La pasión y los sueños de grandeza
El debut del nieto del legendario Armando Bo es una película extraordinaria, sencilla en su superficie y compleja en realización.
El último Elvis tiene en su título un juego de palabras. Por un lado, remite a la idea de que es el último de su estirpe y a la vez que estamos hablando de la última etapa de la carrera y la vida de Elvis Presley.
El protagonista de la película es un hombre cuya pasión es ser Elvis. Tiene una gran voz y para todos es un imitador del cantante. Pero él no lo vive de esa manera. No quiere ser llamado por su verdadero nombre, Carlos Gutiérrez, y salvo cuando la realidad de forma prepotente lo obliga a lo contrario, él se hace llamar Elvis –de Memphis, obviamente. Su vida no es glamorosa, la relación con su hija y su ex mujer no es buena, trabaja como obrero en una fábrica de cocina, donde sólo sus auriculares le permiten seguir conectado con la música. Pero cuando se sube al escenario él es Elvis, tiene estilo, gracia, voz, y dominio de la escena. Son sus momentos de gloria, de felicidad. La película no permite nunca que esos momentos se arruinen, allí Elvis siempre brilla, incluso cuando se va y vuelve al escenario.

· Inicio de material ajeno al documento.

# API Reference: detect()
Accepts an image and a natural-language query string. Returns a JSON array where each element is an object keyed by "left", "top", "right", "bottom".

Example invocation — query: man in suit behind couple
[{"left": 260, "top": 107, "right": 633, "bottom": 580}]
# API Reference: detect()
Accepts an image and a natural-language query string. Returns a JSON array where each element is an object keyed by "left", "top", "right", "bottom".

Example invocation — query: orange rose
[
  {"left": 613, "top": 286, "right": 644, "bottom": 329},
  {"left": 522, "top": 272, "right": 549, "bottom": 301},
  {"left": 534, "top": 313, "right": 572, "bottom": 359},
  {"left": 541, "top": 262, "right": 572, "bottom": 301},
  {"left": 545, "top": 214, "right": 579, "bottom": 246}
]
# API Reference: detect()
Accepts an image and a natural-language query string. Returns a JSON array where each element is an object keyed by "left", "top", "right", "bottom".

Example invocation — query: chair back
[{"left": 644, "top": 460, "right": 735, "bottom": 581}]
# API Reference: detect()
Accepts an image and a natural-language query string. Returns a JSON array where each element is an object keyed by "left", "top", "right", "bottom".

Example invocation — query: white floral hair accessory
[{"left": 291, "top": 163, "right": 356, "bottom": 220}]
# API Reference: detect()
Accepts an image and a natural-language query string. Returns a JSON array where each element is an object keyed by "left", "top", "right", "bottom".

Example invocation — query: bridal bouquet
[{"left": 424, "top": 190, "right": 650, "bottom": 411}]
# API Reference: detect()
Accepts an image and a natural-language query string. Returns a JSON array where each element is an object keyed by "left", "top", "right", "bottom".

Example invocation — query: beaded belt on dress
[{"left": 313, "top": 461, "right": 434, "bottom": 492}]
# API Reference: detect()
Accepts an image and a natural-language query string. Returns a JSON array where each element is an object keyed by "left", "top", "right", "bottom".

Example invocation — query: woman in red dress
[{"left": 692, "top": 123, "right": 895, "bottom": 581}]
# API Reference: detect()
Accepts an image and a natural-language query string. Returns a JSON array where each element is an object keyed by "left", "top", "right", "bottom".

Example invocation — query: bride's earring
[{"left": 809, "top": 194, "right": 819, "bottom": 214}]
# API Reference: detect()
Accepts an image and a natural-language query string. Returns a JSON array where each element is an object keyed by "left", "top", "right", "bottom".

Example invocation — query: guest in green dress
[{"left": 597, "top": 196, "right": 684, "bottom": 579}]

El actor que interpreta a Elvis (no lo volveré a llamar por su otro nombre) se llama John McInerny y es sin duda uno de los pilares que sostienen la película de punta a punta. Todas las escenas lo tienen a él, todo gira en torno a su figura y a su universo. Actor debutante, pero imitador de Elvis en la realidad, McInerny es uno de los hallazgos de la película. Pero el hallazgo mayor es el director Armando Bo (nieto del extraordinario director de El trueno entre las hojas, Fuego y Carne) que en su opera prima tiene oficio y talento para no caer nunca en las tentaciones del novato. Su película, sobria y emocionante, es un lujo narrativo que, aun en sus momentos virtuosos (el plano inicial), no desvía el rumbo del interés principal que es el de contar una historia compleja y llena de matices, con pocos personajes pero con varios temas en paralelo.
El último Elvis es un extraordinario ejemplo de película sencilla pero enorme. Porque su sencillez está en la superficie que fluye y conmueve, pero no en su realización, plagada de detalles brillantes y de gran complejidad. El director y los actores siempre se llevan las palmas, pero el sonido de la película, la luz y la dirección de arte dan cuenta de que el trabajo serio es a todo nivel. La película, insistimos, habla de muchas cosas, pero sobre todo de la necesidad de grandeza, de la pasión –incluso terrible– y de la coherencia para llevar lo que amamos hasta las últimas consecuencias.